List<String> dataList; 

List< List<String> > smallerLists = Lists.partition(dataList, maxRecordsInABatch); 

for ( smallerList : smallerLists ) {
    doSomething(data);
}

Is there a better way to do it, in which I can avoid making smallerLists and on-the run time pick x-sized lists from n-sized list.

I was also exploring Java 8 Streams and Lambda expressions but couldn't find something to cater this.

dushyantashu
  • 523
  • 3
  • 9
  • 16
  • Are you looking to just split the data. Or to perform parallel tasks after splitting the data? – Thirler Nov 22 '16 at 13:21
  • 1
    http://stackoverflow.com/a/30694866/829571 – assylias Nov 22 '16 at 13:26
  • 2
    If you have a look at the source of `Lists.partition()` you'll see that you'll get a `Partition` which call `subList()` on the list you pass. In case of the built-in lists that call will create small objects that operate on the underlying list so in fact your code should not generate any new lists. – Thomas Nov 22 '16 at 13:30
  • 3
    Lists.partition() strikes me as a very good way to do it; I can't tell how to beat it without more information about what you think of as "better". None of the items in the list are duplicated, and virtually no object pointers are duplicated, either - according to the javadocs, the smaller lists are a view onto the larger list. The only two possible improvements I can guess at are that you want to modify the smaller lists without altering the larger one (soln: clone the sublists), or you want to do some sort of cloud job. Do either of these hold? – Paul Brinkley Nov 22 '16 at 13:31
  • 1
    @Thomas @Paul Brinkley My only concern was data-redundancy. I was thinking `Lists.partition()` creates new smaller lists with copy of data from original list. If this is not the case, and in fact I'm working with the same underlying list, then I'm fine with my approach. – dushyantashu Nov 22 '16 at 13:40
  • 1
    In fact even if you'd get new lists they'd still refer to the same data, i.e. the elements in a list will not be copied, just the references to them (which is about 8 bytes per reference). – Thomas Nov 22 '16 at 13:45
  • 1
    Similar to [this question](http://stackoverflow.com/q/28210775/2711488). If the source is a `List` and the result ought to be a `List>`, i.e. neither source nor target ought to be a stream, `Lists.partition` is good enough (note the second answer there)… – Holger Nov 22 '16 at 14:10
  • 1
    The concern about redundancy is definitely fair. Even a concern about *pointer* redundancy is fair, IMO, if the list is very large. And in fact, I'd misread the javadoc for Lists.partition(); it's copying all of those pointers for the outer list, whereas I'd thought the sublists were views into the input list.
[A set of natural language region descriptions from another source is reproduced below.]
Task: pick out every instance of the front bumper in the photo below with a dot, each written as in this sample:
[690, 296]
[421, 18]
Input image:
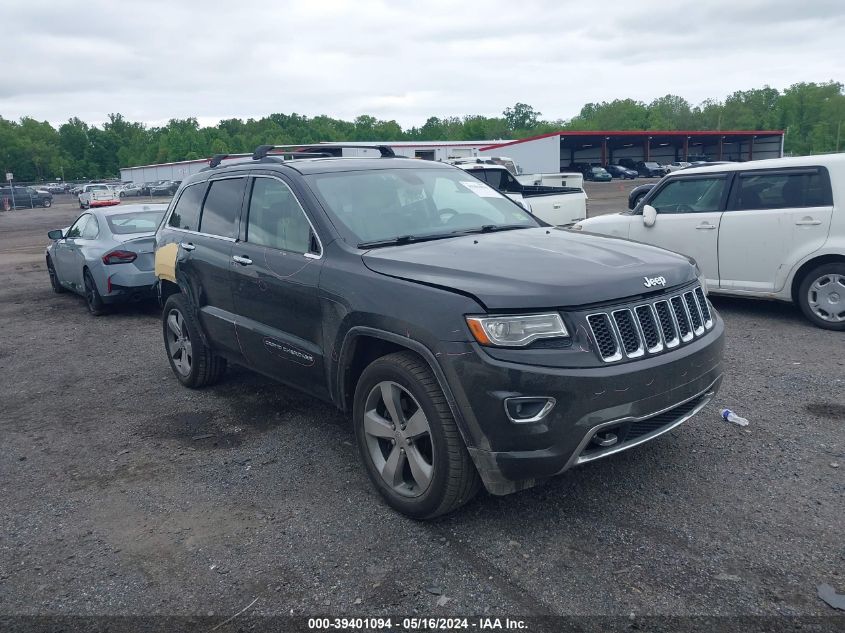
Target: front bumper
[636, 401]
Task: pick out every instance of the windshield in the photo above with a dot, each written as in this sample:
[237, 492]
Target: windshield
[140, 222]
[394, 203]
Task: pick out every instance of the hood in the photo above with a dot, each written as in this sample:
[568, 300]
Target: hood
[534, 268]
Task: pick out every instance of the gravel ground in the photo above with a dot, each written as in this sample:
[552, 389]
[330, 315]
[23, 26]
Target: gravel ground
[125, 493]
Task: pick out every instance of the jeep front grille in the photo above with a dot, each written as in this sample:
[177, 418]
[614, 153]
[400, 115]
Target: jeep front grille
[606, 340]
[650, 328]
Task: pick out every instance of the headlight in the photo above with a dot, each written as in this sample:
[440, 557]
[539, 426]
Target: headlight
[516, 331]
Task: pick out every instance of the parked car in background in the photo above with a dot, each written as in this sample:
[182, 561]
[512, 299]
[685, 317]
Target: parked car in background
[16, 197]
[597, 174]
[651, 169]
[166, 188]
[560, 206]
[772, 229]
[57, 187]
[636, 194]
[97, 195]
[147, 187]
[471, 343]
[129, 191]
[106, 255]
[618, 171]
[676, 165]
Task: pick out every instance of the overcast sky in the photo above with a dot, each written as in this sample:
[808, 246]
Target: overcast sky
[155, 60]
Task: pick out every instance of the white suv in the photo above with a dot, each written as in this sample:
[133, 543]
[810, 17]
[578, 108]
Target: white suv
[773, 229]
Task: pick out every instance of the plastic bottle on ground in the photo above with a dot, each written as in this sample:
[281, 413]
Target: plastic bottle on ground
[730, 416]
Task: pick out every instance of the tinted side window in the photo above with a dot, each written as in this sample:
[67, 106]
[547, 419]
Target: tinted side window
[78, 226]
[276, 219]
[782, 190]
[186, 215]
[690, 195]
[222, 207]
[91, 229]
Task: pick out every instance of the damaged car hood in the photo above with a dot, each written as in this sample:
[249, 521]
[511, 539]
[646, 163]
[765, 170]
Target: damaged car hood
[535, 268]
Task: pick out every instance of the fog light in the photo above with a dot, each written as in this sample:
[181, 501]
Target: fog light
[605, 438]
[522, 410]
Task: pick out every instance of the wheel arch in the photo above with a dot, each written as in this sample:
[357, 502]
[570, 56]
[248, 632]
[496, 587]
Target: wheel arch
[809, 265]
[362, 345]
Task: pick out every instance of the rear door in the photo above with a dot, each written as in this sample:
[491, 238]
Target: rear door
[774, 218]
[689, 210]
[275, 271]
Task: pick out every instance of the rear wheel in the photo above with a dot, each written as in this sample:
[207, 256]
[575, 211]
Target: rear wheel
[821, 296]
[408, 439]
[192, 361]
[92, 296]
[54, 278]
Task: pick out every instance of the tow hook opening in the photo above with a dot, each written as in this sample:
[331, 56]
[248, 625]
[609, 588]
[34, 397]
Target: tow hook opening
[606, 437]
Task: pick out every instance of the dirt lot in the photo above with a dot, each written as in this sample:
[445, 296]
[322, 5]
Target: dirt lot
[125, 493]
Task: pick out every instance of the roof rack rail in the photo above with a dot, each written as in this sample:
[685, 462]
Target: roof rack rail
[263, 151]
[320, 150]
[336, 149]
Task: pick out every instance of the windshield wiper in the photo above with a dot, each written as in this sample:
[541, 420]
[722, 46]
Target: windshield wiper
[492, 228]
[405, 239]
That said, if you're only concerned about data redundancy, all's well. – Paul Brinkley Nov 22 '16 at 18:56

2 Answers2

0

There is a small trick you can use for list partition in java-8. First you group splitting by the number of partions then you create a new list with grouped values. Something like this:

List<Integer> intList = Lists.newArrayList(1, 2, 3, 4, 5, 6, 7, 8);
Map<Integer, List<Integer>> groups = intList.stream().collect(Collectors.groupingBy(s -> (s - 1) / 3));
System.out.println(groups);
List<List<Integer>> subSets = new ArrayList<List<Integer>>(groups.values());
System.out.println(subSets);
0

You can use partioningBy the collector. As described in the below link: https://www.javacodegeeks.com/2015/11/java-8-streams-api-grouping-partitioning-stream.html

KayV
  • 12,987
  • 11
  • 98
  • 148